The Compiler

The compiler is the bridge between the parser’s output (Statement objects) and the Virtual Machine’s execution methods. It maps each statement type to the corresponding B-Tree operation. This is also where we assemble the complete REPL and run integration tests against the full system.

Statement Execution

# compiler.py
from row import Row
from constants import PAGE_SIZE

MAX_USERNAME_LENGTH: Final[int] = 32  # matches Row.USERNAME_SIZE


class Compiler:
    """Maps parsed statements to Virtual Machine operations."""

    def __init__(self, vm: VirtualMachine) -> None:
        self.vm = vm

    def execute(
        self, statement: InsertStatement | SelectStatement | MetaCommand
    ) -> str:
        """Execute a parsed statement and return a user-facing result string."""
        if isinstance(statement, MetaCommand):
            return self._execute_meta(statement)
        elif isinstance(statement, InsertStatement):
            return self._execute_insert(statement)
        elif isinstance(statement, SelectStatement):
            return self._execute_select(statement)
        else:
            return f"Unknown statement type: {type(statement).__name__}"

    def _execute_insert(self, stmt: InsertStatement) -> str:
        """Execute an INSERT statement."""
        # Validate username length
        if len(stmt.username) > MAX_USERNAME_LENGTH:
            return f"Error: username too long ({len(stmt.username)} > {MAX_USERNAME_LENGTH})"

        row = Row(id=stmt.id, username=stmt.username)
        result = self.vm.execute_insert(stmt.id, row)

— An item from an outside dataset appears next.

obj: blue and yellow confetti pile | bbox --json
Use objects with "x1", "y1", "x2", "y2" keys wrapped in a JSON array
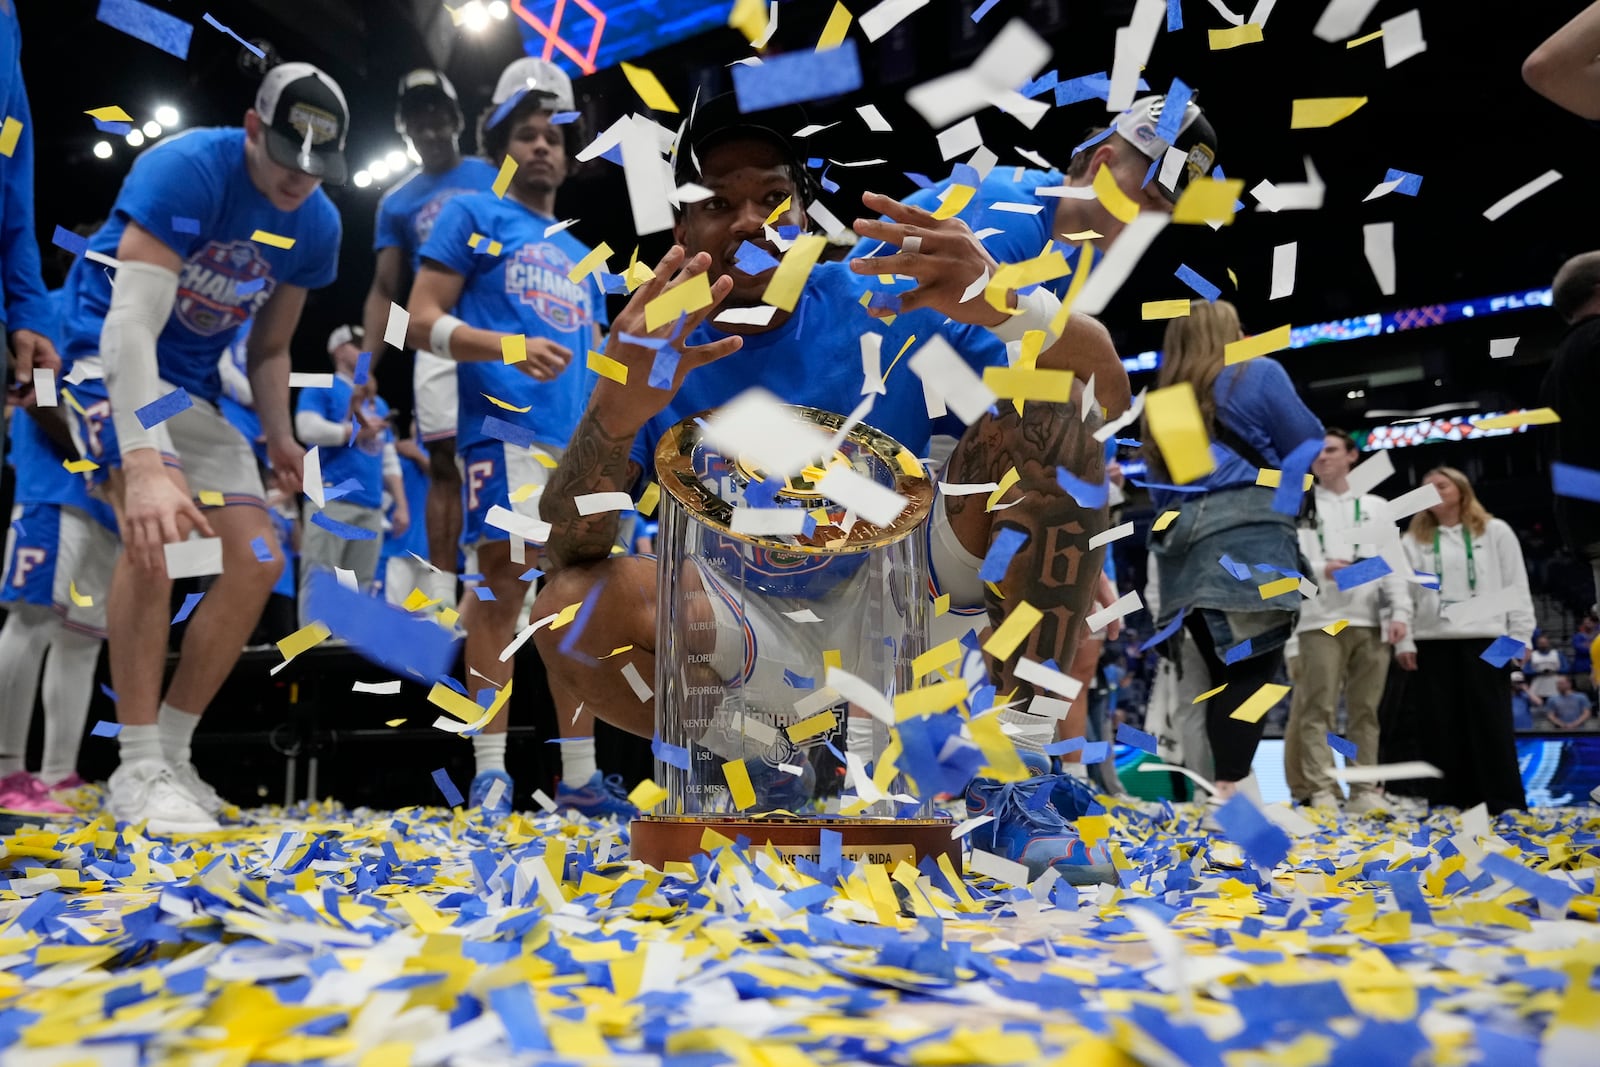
[{"x1": 1, "y1": 796, "x2": 1597, "y2": 1064}]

        if result == ExecuteResult.SUCCESS:
            return "Executed."
        elif result == ExecuteResult.DUPLICATE_KEY:
            return f"Error: duplicate key {stmt.id}."
        elif result == ExecuteResult.TABLE_FULL:
            return "Error: table full."
        else:
            return f"Error: {result.name}"

    def _execute_select(self, stmt: SelectStatement) -> str:
        """Execute a SELECT statement, returning all rows."""
        rows = self.vm.execute_select()
        if not rows:
            return "(empty table)"
        lines = [f"({r.id}, {r.username})" for r in rows]
        return "\n".join(lines)

    def _execute_meta(self, cmd: MetaCommand) -> str:
        """Execute a meta-command."""
        if cmd.command == ".exit":
            return "__EXIT__"  # Signal to REPL to quit
        elif cmd.command == ".btree":
            import io
            buf = io.StringIO()
            print_tree(self.vm.pager, self.vm.root_page_num, file=buf)
            return buf.getvalue().rstrip()
        elif cmd.command == ".constants":
            lines = [
                f"PAGE_SIZE: {PAGE_SIZE}",
                f"LEAF_NODE_MAX_CELLS: {LEAF_NODE_MAX_CELLS}",
                f"INTERNAL_NODE_MAX_KEYS: {INTERNAL_NODE_MAX_KEYS}",
                f"LEAF_NODE_CELL_SIZE: {LEAF_NODE_CELL_SIZE}",
                f"INTERNAL_NODE_CELL_SIZE: {INTERNAL_NODE_CELL_SIZE}",
            ]
            return "\n".join(lines)
        else:
            return f"Unrecognized meta-command: {cmd.command}"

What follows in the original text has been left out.